Since January, HHS officials have blocked communications from the CDC, and cancelled vaccine panel meetings at CDC and the Food and Drug Administration. Both agencies are under HHS authority.
HHS also announced studies to investigate a link between vaccines and autism — a theory that was debunked decades ago, yet is at the heart of Kennedy’s health agenda.
RELATED: 5 Years Later: Black Health Care Workers Reflect on COVID-19
Kennedy also sacked all members of an expert scientific advisory panel that helps the CDC determine who should get which vaccines and when. Health insurers, including Medicaid providers, depend on these recommendations to decide which vaccines they will cover; the change will likely let insurers deny coverage for patients who request vaccines that the government doesn’t specifically recommend.
Kennedy’s hand-picked replacements — all of them known anti-vaxxers — have spurred concerns on Capitol Hill as well as in the scientific community.

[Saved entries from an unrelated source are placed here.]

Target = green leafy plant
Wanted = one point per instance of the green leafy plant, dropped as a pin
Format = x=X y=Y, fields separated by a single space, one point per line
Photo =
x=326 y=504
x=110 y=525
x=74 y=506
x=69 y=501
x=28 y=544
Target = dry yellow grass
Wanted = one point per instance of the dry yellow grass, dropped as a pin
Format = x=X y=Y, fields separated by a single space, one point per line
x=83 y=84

Senator Bill Cassidy — a Louisiana Republican and a physician who was the deciding vote in Kennedy’s confirmation as HHS secretary — asked the panel to delay its first meeting but they ignored his request and met anyway.

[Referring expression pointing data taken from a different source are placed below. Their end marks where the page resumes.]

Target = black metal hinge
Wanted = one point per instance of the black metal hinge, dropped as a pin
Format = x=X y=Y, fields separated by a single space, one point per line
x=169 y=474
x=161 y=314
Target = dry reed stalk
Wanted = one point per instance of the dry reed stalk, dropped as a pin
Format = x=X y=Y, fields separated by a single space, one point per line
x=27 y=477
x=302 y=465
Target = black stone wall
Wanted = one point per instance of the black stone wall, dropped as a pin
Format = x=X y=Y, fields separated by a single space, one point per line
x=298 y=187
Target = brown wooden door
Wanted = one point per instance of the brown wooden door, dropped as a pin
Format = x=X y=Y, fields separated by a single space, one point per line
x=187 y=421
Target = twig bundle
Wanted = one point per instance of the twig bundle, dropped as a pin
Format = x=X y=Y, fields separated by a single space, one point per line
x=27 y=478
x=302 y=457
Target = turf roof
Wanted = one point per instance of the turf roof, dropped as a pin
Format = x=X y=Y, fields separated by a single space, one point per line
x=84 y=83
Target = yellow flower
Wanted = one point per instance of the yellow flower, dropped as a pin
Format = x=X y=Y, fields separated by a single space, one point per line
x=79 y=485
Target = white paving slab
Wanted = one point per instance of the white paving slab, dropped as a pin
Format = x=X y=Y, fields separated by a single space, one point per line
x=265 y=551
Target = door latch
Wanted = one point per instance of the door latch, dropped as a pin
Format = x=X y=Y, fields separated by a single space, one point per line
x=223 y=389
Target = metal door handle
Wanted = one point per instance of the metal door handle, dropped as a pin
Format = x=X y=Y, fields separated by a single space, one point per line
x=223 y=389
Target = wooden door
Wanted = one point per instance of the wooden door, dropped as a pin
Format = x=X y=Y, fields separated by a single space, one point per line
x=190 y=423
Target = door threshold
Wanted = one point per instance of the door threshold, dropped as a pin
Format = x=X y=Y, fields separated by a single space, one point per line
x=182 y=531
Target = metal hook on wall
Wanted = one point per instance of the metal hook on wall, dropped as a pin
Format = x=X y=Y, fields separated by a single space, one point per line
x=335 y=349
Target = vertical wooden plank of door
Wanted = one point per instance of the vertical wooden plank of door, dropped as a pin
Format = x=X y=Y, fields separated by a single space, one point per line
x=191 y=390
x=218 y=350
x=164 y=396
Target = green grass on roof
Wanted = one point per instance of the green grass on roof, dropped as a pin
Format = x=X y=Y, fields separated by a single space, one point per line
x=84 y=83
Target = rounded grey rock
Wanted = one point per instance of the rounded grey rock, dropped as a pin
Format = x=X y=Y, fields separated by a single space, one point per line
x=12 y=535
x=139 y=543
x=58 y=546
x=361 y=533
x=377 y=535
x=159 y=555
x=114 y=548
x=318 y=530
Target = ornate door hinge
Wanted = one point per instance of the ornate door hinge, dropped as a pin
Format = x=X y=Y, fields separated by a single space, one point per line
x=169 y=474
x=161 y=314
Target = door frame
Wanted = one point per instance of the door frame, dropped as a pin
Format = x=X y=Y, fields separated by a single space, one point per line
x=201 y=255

On Monday, several health experts — plaintiffs in the lawsuit — said Kennedy’s maneuver disregards the scientific review process first established when the polio and measles vaccines were introduced to the American public.
In the meantime, a group of infectious disease experts have launched the Vaccine Integrity Project, an independent committee that “will engage professionals across the U.S. immunization landscape to gather feedback on how non-governmental entities may be able to help protect vaccine policy, information, and utilization across the U.S.,” according to the group’s website.